El día 6 de octubre del presente año, el Ministerio del Ambiente publicó las Resolución ministerial Nº279-2017-MINAM. Con el argumento de que es necesario destrabar los proyectos de inversión minera, acelerar los procesos y luchar contra la llamada “tramitología”. Esta norma modifica la lista de proyectos del sector minero que deben pasar por una evaluación de impacto ambiental para poder operar. Las reformas anunciadas apuntan a eliminar los diferentes procedimientos de certificación ambiental para los proyectos de exploración minera que el Ejecutivo considere como de bajo impacto. Antes de la promulgación de esta resolución, se exigía una certificación ambiental para TODOS los proyectos de exploración minera. Ahora esta certificación solo se le exigirá a un determinado grupo de proyectos. Aquellos proyectos de menos de 10 hectáreas de área disturbada NO REQUIEREN una evaluación de los impactos ambientales que pudieran causar. A menos que dichos proyectos se encuentren cerca de un cuerpo de agua (a menos de 50 metros), de nevados o glaciares (a menos de 100 metros de la huella máxima de ocupación en invierno), de bosques de protección y/o primarios (a menos de 100 metros), en un área natural protegida y/o zonas de amortiguamiento y/o áreas de conservación regional. En ese caso deberá pasar por una certificación del SEIA.
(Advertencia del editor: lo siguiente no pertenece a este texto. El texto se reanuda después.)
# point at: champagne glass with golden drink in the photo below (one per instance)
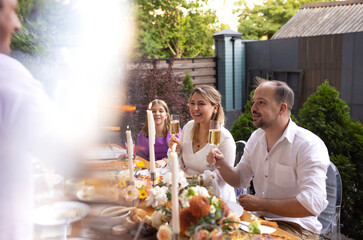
(174, 124)
(214, 136)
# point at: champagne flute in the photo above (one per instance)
(214, 136)
(174, 124)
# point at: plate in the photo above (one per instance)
(264, 229)
(235, 207)
(92, 198)
(59, 213)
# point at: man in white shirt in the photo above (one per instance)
(287, 163)
(29, 127)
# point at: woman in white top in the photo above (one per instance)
(205, 104)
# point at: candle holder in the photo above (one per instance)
(153, 178)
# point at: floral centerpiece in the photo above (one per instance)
(197, 207)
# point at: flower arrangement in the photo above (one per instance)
(198, 208)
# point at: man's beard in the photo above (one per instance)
(262, 123)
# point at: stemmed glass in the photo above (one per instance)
(174, 124)
(214, 136)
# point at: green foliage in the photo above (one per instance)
(43, 23)
(268, 18)
(325, 114)
(243, 127)
(188, 86)
(175, 28)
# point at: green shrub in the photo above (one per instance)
(325, 114)
(188, 86)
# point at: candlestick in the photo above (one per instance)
(130, 149)
(175, 192)
(151, 133)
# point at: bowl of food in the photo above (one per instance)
(115, 215)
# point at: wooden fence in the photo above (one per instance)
(202, 70)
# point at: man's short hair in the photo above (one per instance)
(283, 92)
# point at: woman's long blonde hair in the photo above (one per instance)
(215, 98)
(145, 129)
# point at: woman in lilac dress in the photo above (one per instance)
(162, 123)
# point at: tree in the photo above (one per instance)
(175, 28)
(43, 23)
(268, 18)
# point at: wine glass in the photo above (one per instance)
(214, 135)
(174, 124)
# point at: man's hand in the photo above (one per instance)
(288, 207)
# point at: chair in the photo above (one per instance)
(330, 217)
(240, 145)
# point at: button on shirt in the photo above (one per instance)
(296, 166)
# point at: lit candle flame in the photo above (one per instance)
(173, 148)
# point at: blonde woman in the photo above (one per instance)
(205, 104)
(161, 116)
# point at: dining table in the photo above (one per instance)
(85, 229)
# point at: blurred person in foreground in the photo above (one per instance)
(288, 165)
(28, 121)
(205, 104)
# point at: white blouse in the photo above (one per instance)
(196, 163)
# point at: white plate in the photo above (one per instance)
(60, 213)
(94, 198)
(264, 229)
(235, 207)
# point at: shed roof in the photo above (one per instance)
(326, 18)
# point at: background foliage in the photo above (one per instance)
(325, 114)
(267, 18)
(176, 28)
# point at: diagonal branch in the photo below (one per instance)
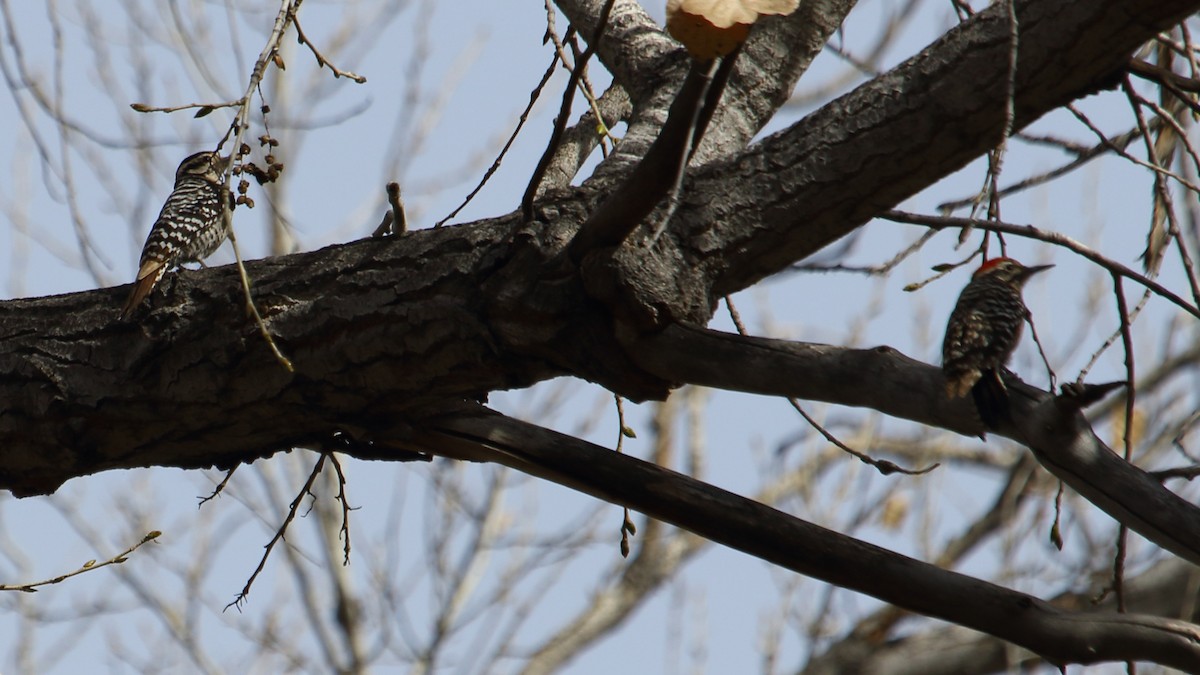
(477, 434)
(882, 378)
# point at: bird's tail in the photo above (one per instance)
(991, 399)
(148, 276)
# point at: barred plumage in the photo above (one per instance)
(191, 226)
(983, 332)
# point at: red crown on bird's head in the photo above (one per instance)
(990, 264)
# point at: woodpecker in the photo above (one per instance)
(193, 222)
(984, 328)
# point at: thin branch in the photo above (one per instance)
(279, 533)
(31, 587)
(1030, 232)
(321, 60)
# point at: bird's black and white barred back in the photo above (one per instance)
(193, 222)
(983, 332)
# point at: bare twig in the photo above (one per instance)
(220, 487)
(321, 60)
(31, 587)
(496, 163)
(345, 532)
(293, 508)
(563, 114)
(882, 465)
(1030, 232)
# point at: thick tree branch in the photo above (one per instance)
(1165, 590)
(889, 382)
(387, 327)
(475, 434)
(873, 148)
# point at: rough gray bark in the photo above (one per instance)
(390, 336)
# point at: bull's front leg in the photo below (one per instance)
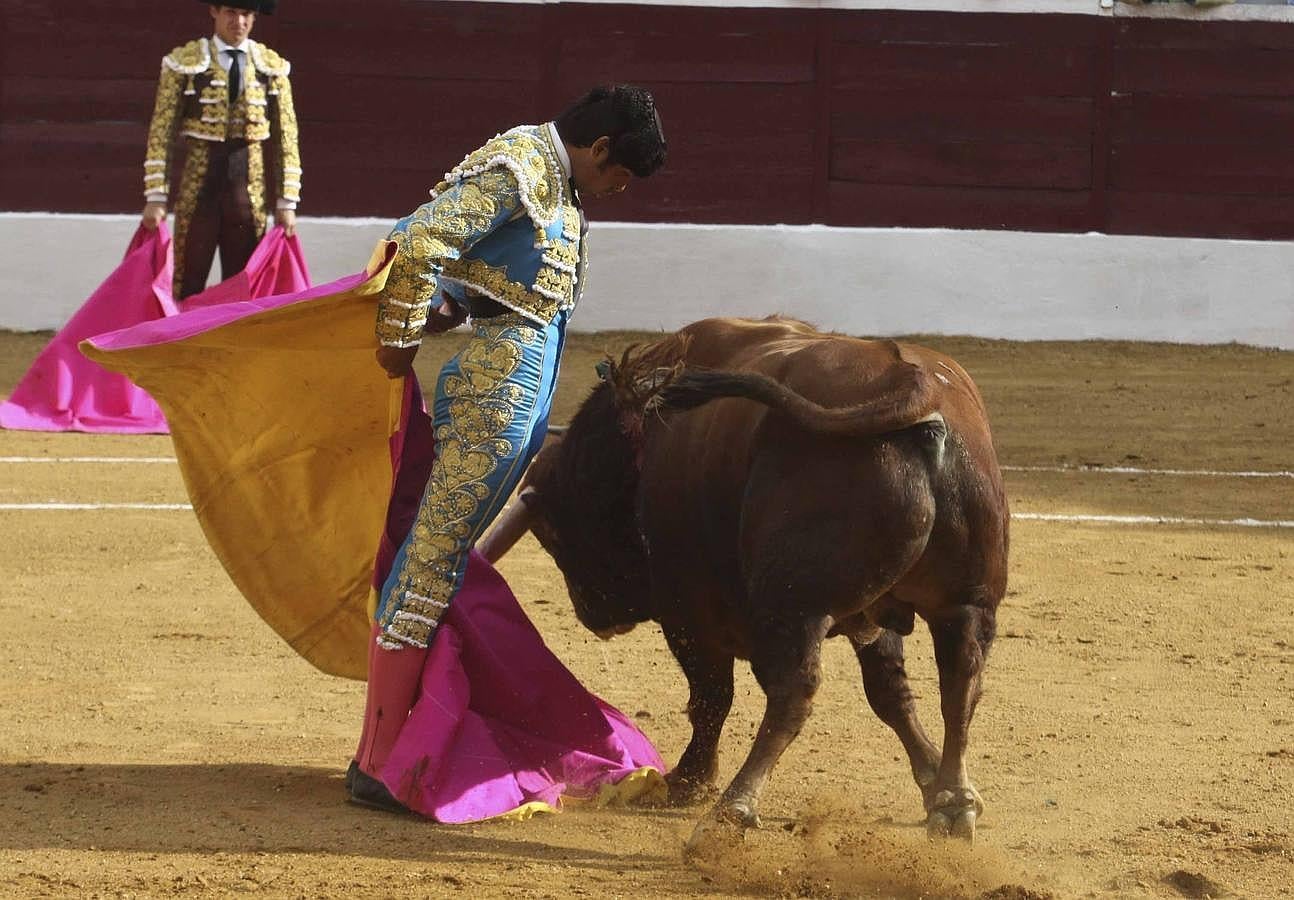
(709, 682)
(962, 643)
(787, 665)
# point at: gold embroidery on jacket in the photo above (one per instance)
(264, 111)
(427, 239)
(196, 163)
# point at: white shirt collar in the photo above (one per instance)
(221, 45)
(563, 157)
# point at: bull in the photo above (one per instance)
(756, 486)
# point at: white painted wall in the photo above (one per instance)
(862, 281)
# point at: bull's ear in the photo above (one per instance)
(509, 528)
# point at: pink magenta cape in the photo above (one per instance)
(64, 391)
(304, 479)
La norma aprobada por el MINAM no incluye el sustento que motiva las modificaciones y reformas. En el documento no se da ninguna explicación que justifique los cambios, sólo se menciona que los dos ministerios implicados (MINAM y MINEM) deberán actuar coordinadamente. Tampoco se muestran los estudios que sustenten que 50 o 100 metros son distancias suficientes para proteger los recursos naturales.  

El nuevo listado de proyectos sujetos al SEIA, no menciona los proyectos de exploración minera (de cualquier escala) que se realicen en territorios de comunidades campesinas, nativas y pueblos indígenas. El simple hecho de que un proyecto minero se lleve a cabo en territorio indígena es razón más que suficiente para exigir una certificación ambiental, para salvaguardar el derecho a territorio, a los recursos naturales y a la consulta previa. Estas reformas en lugar de promover la competencia en el sector, fomenta los conflictos con las poblaciones afectadas por el desarrollo de proyectos mineros en sus territorios.
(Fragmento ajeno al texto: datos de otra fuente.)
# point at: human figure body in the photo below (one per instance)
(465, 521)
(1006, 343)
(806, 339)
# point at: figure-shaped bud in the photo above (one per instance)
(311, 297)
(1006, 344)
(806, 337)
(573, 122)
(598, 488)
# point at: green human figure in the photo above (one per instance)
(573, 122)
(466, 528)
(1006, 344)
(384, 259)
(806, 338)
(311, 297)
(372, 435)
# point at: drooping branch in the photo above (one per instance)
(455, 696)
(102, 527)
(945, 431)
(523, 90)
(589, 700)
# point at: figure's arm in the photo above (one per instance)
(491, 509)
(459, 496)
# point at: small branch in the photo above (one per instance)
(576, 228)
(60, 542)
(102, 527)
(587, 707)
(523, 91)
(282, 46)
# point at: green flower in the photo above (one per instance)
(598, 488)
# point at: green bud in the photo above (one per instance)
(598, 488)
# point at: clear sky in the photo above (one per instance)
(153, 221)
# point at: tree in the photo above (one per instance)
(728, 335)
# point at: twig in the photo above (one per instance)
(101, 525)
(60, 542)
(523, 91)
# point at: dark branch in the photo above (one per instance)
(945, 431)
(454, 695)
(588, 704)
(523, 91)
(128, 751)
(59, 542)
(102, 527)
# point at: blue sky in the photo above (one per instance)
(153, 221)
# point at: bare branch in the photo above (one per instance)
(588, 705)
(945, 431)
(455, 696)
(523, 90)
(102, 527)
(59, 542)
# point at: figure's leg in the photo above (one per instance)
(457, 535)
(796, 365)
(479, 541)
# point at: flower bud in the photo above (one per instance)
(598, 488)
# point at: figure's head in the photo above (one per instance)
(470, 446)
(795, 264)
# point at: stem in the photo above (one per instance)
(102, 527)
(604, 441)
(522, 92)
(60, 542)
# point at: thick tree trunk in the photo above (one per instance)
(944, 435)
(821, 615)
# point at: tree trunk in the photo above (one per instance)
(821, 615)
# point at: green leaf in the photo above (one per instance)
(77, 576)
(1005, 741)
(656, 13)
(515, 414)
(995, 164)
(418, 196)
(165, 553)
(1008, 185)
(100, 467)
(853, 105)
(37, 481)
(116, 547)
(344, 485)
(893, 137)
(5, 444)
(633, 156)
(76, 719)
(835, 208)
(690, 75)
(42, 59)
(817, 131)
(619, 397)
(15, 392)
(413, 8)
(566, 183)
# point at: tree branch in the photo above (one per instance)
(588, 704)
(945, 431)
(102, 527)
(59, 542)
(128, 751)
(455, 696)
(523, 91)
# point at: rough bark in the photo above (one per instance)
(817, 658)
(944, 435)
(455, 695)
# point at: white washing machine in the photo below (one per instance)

Finalmente, queda en evidencia que las modificaciones en torno al marco ambiental para la exploración minera se ha dado sin sustento técnico y atenta contra los principios establecidos institucionalmente para la evaluación de impactos ambientales. El Ejecutivo lejos de diseñar cambios indispensables en el sistema de evaluación ambiental, ha decidido eliminar “trámites” y ceder ante la presión de un sector empresarial que concibe los estudios de impacto ambiental como meras formalidades que obstaculizan el desarrollo de sus emprendimientos.